Sputumuntersuchungen zum Screening auf Lungenkarzinome ergaben wechselnde Ergebnisse. Insbesondere für die frühe Detektion ist die Sensitivität zu gering, sodass für Risikogruppen eine Kombination mit der Autofluoreszenzbronchoskopie für sinnvoll erachtet wird [8]. Hinweise zum Screening mittels Niedrigdosis-Spiralcomputertomographie sind dem Kapitel 5.3.1.1.4 zu entnehmen. Neben der Tumordiagnostik ist die Sputumuntersuchung auch wichtig für infektiologische Fragestellungen u. a. bei Pneumonie, CF, exazerbierter COPD. Die Gewinnung adäquaten Materials wie auch der rasche Transport der Probe ins mikrobiologische Labor (innerhalb von 2–4 Stunden) ist essentiell für eine verlässliche Aussage. Für die Asthmadiagnostik hat insbesondere der Nachweis einer Sputumeosinophilie auch prognostische Bedeutung für das Ansprechen auf eine Kortikoidtherapie und die Therapiesteuerung [9]. Zusätzlich kann man durch Nachweis von lipid- oder hämosiderinspeichernden Makrophagen Hinweise auf einen Reflux oder eine Herzinsuffizienz bzw. andere Ursachen einer pulmonalen Hämorrhagie erhalten. Mitunter lassen sich auch eine erhebliche Pollenbelastung oder eine Schimmelpilzkolonisation (Allergische bronchopulmonale Aspergillose mit mucoid plugs) nachweisen.
Gewinnung von Sputum
–Mund und Rachen (ggf. auch Nase) ausspülen; bei Neigung zu Bronchialobstruktion 2 Hübe Salbutamol 10 min vorher inhalieren lassen.
–Nach tiefer Inspiration den Patienten mehrfach mit möglichst viel Kraft husten lassen. Bei zähem Sekret ggf. vorher Flutter oder physiotherapeutische Maßnahmen zur Sekretmobilisation einsetzen.
–Abhusten des Sekretes in ein steriles Gefäß mit möglichst weiter Öffnung.
–Rascher Transport des verschlossenen Gefäßes ins Labor, ggf. Kühlung.
Gewinnung von induziertem Sputum
Für die Routinepraxis hat sich folgendes Vorgehen bewährt:
–2 Hübe Salbutamol Dosieraerosol 10 min vor Beginn inhalieren lassen.
–Inhalation von 3 %iger (bei Erfolglosigkeit ansteigend 3–5 %iger) Kochsalzlösung über einen Ultraschallvernebler (besser als Jet-Vernebler) für 8–10 min. Eine höhere NaCl-Konzentration steigert die Rate einer ausreichenden Sputummenge, die vorherige Gabe von Salbutamol vermindert das Risiko einer Bronchialobstruktion und bessert die mukoziliäre Clearance [10].
Die Sputummenge sollte möglichst über 2 ml betragen und > 25 PMN(Leukozyten) und < 10 SEC (Plattenepithelien) per LPF (10×) enthalten.

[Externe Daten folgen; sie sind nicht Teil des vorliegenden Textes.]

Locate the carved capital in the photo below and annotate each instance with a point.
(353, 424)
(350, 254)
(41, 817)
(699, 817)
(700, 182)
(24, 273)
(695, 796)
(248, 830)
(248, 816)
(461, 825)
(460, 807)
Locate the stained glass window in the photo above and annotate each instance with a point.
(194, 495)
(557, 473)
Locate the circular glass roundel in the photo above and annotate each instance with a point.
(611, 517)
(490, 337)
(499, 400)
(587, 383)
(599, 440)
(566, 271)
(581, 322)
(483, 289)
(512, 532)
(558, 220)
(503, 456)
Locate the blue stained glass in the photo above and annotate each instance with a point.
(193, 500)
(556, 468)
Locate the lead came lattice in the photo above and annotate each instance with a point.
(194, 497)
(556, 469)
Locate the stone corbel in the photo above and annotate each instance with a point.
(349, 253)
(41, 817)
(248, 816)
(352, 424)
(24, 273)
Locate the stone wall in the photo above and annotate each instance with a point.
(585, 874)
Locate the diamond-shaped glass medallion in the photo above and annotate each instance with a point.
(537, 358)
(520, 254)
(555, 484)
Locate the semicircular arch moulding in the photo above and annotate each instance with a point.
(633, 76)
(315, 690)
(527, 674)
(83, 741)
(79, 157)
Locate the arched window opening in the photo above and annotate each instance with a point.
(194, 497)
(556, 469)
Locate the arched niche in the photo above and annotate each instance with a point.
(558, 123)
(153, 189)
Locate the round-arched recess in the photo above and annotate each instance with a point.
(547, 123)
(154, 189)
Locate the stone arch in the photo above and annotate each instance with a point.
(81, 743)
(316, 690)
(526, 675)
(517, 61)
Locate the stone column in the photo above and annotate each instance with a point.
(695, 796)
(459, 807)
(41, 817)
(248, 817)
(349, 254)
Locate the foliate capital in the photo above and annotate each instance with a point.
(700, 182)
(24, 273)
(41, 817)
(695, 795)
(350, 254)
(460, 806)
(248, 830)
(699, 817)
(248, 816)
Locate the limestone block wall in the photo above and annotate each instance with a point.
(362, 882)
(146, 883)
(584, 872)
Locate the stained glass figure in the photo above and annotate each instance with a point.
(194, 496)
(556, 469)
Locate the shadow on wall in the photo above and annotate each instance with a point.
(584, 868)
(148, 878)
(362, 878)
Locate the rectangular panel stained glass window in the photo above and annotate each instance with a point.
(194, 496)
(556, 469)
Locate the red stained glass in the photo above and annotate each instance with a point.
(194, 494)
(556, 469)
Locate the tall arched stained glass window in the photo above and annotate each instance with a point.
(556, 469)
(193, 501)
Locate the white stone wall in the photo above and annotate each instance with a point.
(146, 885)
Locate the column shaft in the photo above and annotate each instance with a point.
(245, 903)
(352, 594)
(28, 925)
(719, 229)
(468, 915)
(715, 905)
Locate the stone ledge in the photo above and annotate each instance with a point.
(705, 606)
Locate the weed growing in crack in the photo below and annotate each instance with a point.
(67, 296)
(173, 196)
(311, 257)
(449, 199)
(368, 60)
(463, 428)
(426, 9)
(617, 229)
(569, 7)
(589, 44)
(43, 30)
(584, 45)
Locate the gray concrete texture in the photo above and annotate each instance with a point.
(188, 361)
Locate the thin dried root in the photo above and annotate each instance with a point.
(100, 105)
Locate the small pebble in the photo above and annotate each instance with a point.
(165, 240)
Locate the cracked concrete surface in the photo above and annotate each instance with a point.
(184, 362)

Alternativ wäre eine Qualitätsbestimmung auch mittels Teststreifen über das spezifische Gewicht > 1.010 möglich [11]. Ein standardisiertes Protokoll für die Sputuminduktion findet sich bei Pavord [12]. Bei langen Lagerungs- und Transportzeiten kann (technisch aufwändig durch die Vorbehandlung u. a. mit Dithiothreitol) im Labor auch die Anfertigung von Sputumausstrichen (lufttrocken) und ggf. Cytospinpräparaten erfolgen. Diese können staubfrei und trocken lange gelagert und versendet werden.